Mathematical models of epstein-barr virus infection and associated diseases

Epstein-Barr virus (EBV) infects more than 90% of human population worldwide and has the ability to persist for the lifetime of the infected person. Although EBV infection is most often asymptomatic, the virus causes infectious mononucleosis (IM) in teenagers and young adults. Within a host, EBV can alternate infection between B cells and epithelial cells. The presence of EBV DNA inside these infected cells has been associated with different types of cancers. Many aspects of EBV infection within a host including the switching infections between cell types, the effects of this switching, the factors involve in regulation of the persistent infection, and what parts of the regulation can go wrong that induce different types of disease, are not well understood. The aim of our work is studying these aspects using the tools of mathematical models. We first explore the role of EBV glycoprotein gp42 in the virus entry into target cells.

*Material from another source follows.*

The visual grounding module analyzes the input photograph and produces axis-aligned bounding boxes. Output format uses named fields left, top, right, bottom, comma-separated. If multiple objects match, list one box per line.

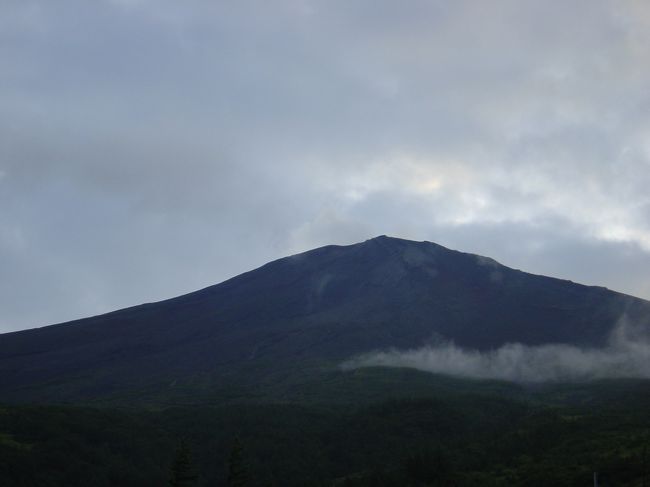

Our models support the role of cooperation of multiple viral glycoproteins in virus entry and suggest that the intracellular interactions of gp42 with HLA class II in B cells may disrupt gp42 function. We then study the dynamics of EBV infection within a host and show that EBV switching host cell tropism shapes the persistence, evolution, and coexistence of the virus infection. Our model of the within host dynamics suggests that the age dependence of IM can be explained by the host antibodies that enhance infections of epithelial cells and the cross-reactive responses of aggressive but functionally ineffective T cells previously created by other infections. We also investigate the association of EBV infection with the development of nasopharyngeal carcinoma (NPC), a cancer of epithelial cells in the pharynx. Our model predicts a threshold of the number of effector T cells below which a bifurcation leads to a jump from a low to high level of latently infected epithelial cells that can greatly elevate the risk of NPC development. Our model also produces the patterns of age-incidence curves that have been observed in low risk and high risk populations.